At its east end, known as CP-175 by CSX Transportation, the Cleveland Terminal Subdivision and the Short Line Subdivision come together and become the Erie West Subdivision. Through freights diverge at this location onto the Short Line Subdivision to bypass downtown Cleveland. The west end of the Cleveland Terminal Subdivision is at a junction with the Norfolk Southern Railway's Cleveland Line and Chicago Line, a point called CP-181 by the railroad.
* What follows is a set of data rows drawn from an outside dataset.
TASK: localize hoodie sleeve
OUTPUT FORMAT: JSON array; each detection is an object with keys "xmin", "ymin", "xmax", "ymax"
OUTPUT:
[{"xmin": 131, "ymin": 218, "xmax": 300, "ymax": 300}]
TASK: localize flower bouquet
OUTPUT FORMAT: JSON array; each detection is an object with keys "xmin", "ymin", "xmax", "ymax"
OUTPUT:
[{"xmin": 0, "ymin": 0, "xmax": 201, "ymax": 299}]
The Cleveland Terminal Subdivision is principally used by Amtrak's Lake Shore Limited to access Cleveland Lakefront Station, however local freights and coal trains occasionally use the line as well. Though downgraded and single-tracked, the Cleveland Terminal Subdivision still has its Traffic Control System in place. The line is dispatched from CSX's "G" desk at their dispatching office in Indianapolis, Indiana.

==History==
The line was built by the Cleveland, Painesville and Ashtabula Railroad and opened in 1851. Through mergers, leases, and takeovers, it became part of the Lake Shore and Michigan Southern Railway, New York Central Railroad, Penn Central and Conrail. When Conrail was broken up in 1999, the main line east of downtown Cleveland, including the Cleveland Terminal Subdivision, was assigned to CSX.